Take a look at what’s on your calendar today or tomorrow. Is it filled with meetings that you have either been invited to or initiated where the goal is to make a company decision? Are you the only one in the company that can make that decision? Probably not, but you don’t trust anyone else to make that decision because whenever you have, you’ve been let down, so you stopped letting anyone else make the decisions.
A full calendar, and decision making resting with you and you alone, forces a ceiling on both you and the business. It means you’re not free to ponder the bigger questions of the business, strategize its growth or take the meetings that match your skill set and position. As a result, staff members rarely voice opinions any longer as they don’t know how you’ll react to their suggestions. This is a common situation, especially in owner operated businesses. The business is your baby and you’re the only one that can raise it properly. Of course that thinking is just in your head. You had the vision to start the business but it doesn’t mean you need to manage veery aspect of it. There are many tasks in my business that I could do because I know how, but I choose not to, instead focusing my time where it will benefit the business most.

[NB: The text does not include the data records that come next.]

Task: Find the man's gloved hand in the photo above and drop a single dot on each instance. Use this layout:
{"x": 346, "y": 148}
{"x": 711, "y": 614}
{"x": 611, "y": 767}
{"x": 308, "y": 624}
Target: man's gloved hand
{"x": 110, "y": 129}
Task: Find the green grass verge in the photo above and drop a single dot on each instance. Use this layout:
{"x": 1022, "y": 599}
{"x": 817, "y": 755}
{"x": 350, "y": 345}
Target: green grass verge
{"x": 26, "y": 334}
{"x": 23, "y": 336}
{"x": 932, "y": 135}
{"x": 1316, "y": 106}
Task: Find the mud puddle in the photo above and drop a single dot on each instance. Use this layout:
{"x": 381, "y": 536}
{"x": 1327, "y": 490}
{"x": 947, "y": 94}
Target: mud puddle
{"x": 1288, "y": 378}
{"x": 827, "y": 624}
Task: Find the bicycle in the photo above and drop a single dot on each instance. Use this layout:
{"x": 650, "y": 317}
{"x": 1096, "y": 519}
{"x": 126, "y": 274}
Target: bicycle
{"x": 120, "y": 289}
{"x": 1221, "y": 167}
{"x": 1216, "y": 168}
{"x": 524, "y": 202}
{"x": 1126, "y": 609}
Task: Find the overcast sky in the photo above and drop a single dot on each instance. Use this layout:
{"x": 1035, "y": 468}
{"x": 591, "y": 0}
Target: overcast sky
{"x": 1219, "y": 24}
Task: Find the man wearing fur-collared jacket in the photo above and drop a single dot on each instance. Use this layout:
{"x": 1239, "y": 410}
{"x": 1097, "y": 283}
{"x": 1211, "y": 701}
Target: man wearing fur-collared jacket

Oftentimes, the reason for this micromanagement comes down to a lack of a cohesive, unified vision, set of values and mission for the company that employees not only buy into, but are the biggest advocates of. We need rails and fences to keep us where we need to be going or where we need to remain. We seek out and yearn for structure so that we can utilize our talents to help best exemplify and achieve the standards and goals shared by the company and as a company leader, you are being looked to to provide these guides.
The solution is easier than you might think and the results are dramatic. This solution requires you to remove as much subjectivity from your vision, mission and goals as possible. In doing so, you create the framework for employees to help you achieve your goals without constant intervention or micromanagement. But it takes discipline and belief. You must believe in yourself and the company enough to want to do it. The greatest joy in my business comes from seeing the faces of business leaders after undertaking the work to articulate the company’s position, vision and values, who are free to pursue the bigger picture goals, free to grow the company, safe in the knowledge that everyone understands where they are going. That feeling is amazing!
When the vision and purpose are clear, strategies become easier and tactics become second nature. Measurement of every aspect becomes possible now that there’s something to measure against, it becomes easier to hire, fire and invest in areas that help achieve the stated, documented and shared goals. Staff start to think about new and different ways to reach targets, management considers new business opportunities to explore and all because everyone now knows what the company stands for and where it is going.
In our Brandforging process, we use a proprietary set of tools and strategies to help companies achieve margin and preference. In this process, marketing tactics and the things normally rushed to in times of greatest need, are three quarters the way into the process. You see, without the foundation laid, we have no business building walls and erecting roofs. The consequences would be dire.